Figure 4: The random uniform numerical analogue to Figure 1, for k=60 and f=0.05. The solid black line gives the worst-case probability from Figure 1. The different symbols represent different levels of uniformity. The higher its ”percentile”, the closer a synthetic population is to a uniform distribution. For example, a ”99 percentile” population is likely to be multimodal, while a ”5 percentile” population would be nearly unimodal.

By tracing the evolution of the numerical p_max with k and f, Figure 5 illustrates the numerical analogue to Figure 3. It allows a quick estimation of the number of grains that are required for certain key values of f and p. For example, when 95% confidence is desired that no fraction ≥0.05 is missed, and this for 95% of all randomly generated populations, at least ~95 grains have to be dated. This estimate is less than the 117 grains which are necessary in the worst-case scenario, but greater than the 60 grains that Equation 1 implies. Alternatively, when 60 grains are dated, we can be 95% certain that no fraction f_act ≥0.07 was missed. As might be expected, the numerical estimate falls in between the worst-case scenario (f_act=0.85) and the result from Equation 1 (f=0.05).

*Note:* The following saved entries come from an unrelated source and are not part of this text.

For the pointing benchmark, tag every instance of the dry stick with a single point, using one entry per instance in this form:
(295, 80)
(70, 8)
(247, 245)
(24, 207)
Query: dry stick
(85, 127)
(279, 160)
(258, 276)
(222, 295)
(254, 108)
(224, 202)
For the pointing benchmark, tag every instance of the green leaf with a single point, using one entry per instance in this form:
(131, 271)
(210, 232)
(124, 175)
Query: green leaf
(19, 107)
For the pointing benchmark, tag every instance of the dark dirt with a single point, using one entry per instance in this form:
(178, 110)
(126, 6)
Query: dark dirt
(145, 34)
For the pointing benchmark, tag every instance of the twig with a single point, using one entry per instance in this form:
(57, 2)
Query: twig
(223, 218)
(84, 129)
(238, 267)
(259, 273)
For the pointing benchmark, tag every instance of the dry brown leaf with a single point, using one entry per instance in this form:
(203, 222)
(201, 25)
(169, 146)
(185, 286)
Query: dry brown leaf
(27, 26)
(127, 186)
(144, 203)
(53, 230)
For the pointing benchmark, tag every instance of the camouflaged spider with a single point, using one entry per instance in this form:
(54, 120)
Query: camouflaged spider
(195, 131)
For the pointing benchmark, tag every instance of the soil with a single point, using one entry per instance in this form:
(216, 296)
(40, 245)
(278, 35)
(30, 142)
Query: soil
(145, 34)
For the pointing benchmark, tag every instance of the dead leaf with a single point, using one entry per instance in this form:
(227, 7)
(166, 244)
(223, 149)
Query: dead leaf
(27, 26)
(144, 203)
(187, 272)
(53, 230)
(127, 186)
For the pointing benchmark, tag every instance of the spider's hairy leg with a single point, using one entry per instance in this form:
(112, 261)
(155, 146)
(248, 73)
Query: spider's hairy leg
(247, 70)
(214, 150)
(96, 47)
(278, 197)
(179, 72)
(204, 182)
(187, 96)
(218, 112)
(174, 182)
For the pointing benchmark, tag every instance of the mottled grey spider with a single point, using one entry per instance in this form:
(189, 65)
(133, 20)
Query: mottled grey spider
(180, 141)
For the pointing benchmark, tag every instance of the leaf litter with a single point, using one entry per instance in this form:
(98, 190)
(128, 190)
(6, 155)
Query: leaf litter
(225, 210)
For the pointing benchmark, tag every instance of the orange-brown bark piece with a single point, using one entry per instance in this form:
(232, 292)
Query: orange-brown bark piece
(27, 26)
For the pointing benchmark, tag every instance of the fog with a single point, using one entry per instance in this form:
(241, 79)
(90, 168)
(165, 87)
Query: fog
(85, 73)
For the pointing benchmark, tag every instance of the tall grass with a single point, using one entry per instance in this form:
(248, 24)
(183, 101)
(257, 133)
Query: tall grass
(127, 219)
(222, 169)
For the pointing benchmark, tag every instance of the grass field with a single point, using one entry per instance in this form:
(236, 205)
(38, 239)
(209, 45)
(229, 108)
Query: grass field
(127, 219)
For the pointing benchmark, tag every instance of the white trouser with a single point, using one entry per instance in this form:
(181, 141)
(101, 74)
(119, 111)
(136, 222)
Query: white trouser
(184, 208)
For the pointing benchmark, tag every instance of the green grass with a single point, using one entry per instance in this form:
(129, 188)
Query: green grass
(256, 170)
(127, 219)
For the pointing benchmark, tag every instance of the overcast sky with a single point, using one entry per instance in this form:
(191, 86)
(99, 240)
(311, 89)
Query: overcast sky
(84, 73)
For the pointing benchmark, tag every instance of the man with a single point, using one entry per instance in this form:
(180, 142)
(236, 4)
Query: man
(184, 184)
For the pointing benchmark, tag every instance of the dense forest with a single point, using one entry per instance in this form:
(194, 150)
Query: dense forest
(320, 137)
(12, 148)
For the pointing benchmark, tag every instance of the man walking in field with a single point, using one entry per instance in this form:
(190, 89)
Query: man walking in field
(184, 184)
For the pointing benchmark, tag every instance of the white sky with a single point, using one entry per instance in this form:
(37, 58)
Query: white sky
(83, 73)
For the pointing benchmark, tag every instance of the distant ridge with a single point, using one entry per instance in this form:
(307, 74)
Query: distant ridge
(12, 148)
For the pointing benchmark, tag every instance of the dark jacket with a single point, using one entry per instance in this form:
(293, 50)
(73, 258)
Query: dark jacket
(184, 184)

Figure 5: The numerical analogue to Figure 3, this plot allows a quick lookup of the maximum probability (p_max) of missing at least one fraction ≥f of a ”95 percentile” synthetic population when k grains are dated.

3.2 Case studies of real populations

Now that the theoretical foundations have been built to calculate the number of grains required for a statistically adequate provenance study, they will be tested on real data. Unfortunately, no population is ever completely known (certainly not if we consider that most published provenance studies work with fewer than 117 ages per sample). Therefore, two relatively large published detrital data sets will be used as a proxy for the populations that they were sampled from. By randomly selecting numbers from these ”populations” with replacement, we can generate synthetic samples. This procedure is similar to what is called ”bootstrapping” in the statistical literature [10].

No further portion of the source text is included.